Ce même travail des anonymes est révélé dans la série Bouquet, réalisée lors de la construction du métro d'Athènes. Métaphore végétale, le titre de ces photographies de tiges d'acier, toutes d'un rouge vif en leur section, invite à regarder ces objets comme une multiplication d'élégantes roses rouges offertes au regard de la photographe. II s'agit d'un don du hasard qui, par une interprétation en abîme, transforme les images elles-mêmes en cadeaux, comme une opération de séduction revendiquée.

La répétition de ces tiges rappelle la duplication des formes dans l'Art Minimal, ainsi que le matériau industriel et la couleur rouge, chère à Donald Judd, "la seule couleur qui rende vraiment un objet précis" (3). Mais cette profusion évoque aussi la richesse des sites industriels, qui recèlent de multiples présents pour peu qu'on y prête attention. Ici, le chantier offre des bouquets presque prêts à emporter.

Une des séries les plus récentes, Nourrice, s'intéresse à des boîtes de conserve de fer blanc qui, stockées à l'extérieur, sont tachetées de rouille par les intempéries. Cette dégradation est transfigurée par la photographie, comme si le métal était couvert d'une pellicule d'or, proche de celles qui ornent souvent les icônes orthodoxes. Les bidons deviennent ainsi de précieux objets, ce qu'indique l'ambivalence du titre Nourrice, à la fois jerrycan et mère. Aperçus à travers un grillage qui coincide avec la surface de l'image, ils sont entreposés sur des cartons indiquant la perspective. II en résulte une tension, d'une part entre la notion de trésors introduite par l'or des conserves et la négligence de leur conservation, et d'autre part, entre la surface et la profondeur de l'image, léger décalage qui favorise la parousie de l'objet.

Enfin, le sentiment de religiosité est de plus en plus affirmé avec Voile. Des formes, parfois proches de l'anatomie, moulées ou masquées sous une matière blanche que l'on identifie petit à petit comme du plastique, laissent apparaître, au fil de la série, des indices, des matériaux industriels. Ce travail peut être interprété comme un hommage à Christo. Cependant, si celui-ci limite son esthétique à la littéralité de l'emballage, dans le sens d'un art comme "relais sociologique"(4) , l'emballage chez Iseult Labote devient une métaphore du voile, et par là, son oeuvre, une réaffirmation du pouvoir de l'évocation métaphorique.

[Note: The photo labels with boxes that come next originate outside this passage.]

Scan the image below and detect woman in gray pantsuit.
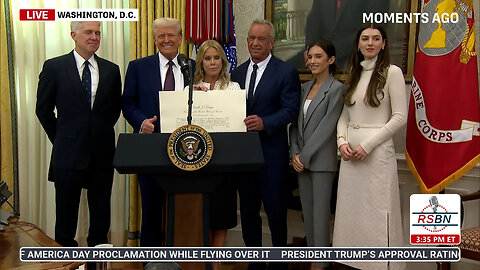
[290,40,345,269]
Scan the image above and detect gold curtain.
[0,1,18,211]
[127,0,189,247]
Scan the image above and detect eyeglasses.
[157,34,178,40]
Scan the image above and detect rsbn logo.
[410,194,460,244]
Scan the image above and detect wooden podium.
[113,132,263,270]
[0,218,83,270]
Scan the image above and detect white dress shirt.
[245,53,272,98]
[158,52,184,91]
[73,50,99,108]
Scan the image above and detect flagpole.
[473,1,480,104]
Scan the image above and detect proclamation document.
[158,90,247,133]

L'oeuvre photographique d'Iseult Labote est en effet parcourue de métaphores végétales, organiques, aquatiques ou minérales, qui, loin de détourner le regard au-delà du réel, convient à une approche sensuelle, au plus près, confinant parfois à l'effraction. Ces métaphores donnent vie aux objets, leur procurent une âme, et laissent entrevoir comme leur véritable visage.

Vanessa Morisset, critique d'art et philosophe au Centre Georges Pompidou
Paris, le 9 juin 2002


1 Marie-José Mondzain, Image, icône, économie. Les Sources byzantines de l'imaginaire contemporain, Éditions du Seuil, Paris, 1996, p 113.
2 lb., pp. 89-90.
3 Donald Judd, Entretien avec John Coplans, Artforum, juin 1971.
4 Pierre Restany, A 40° au-dessus de DADA, 1961.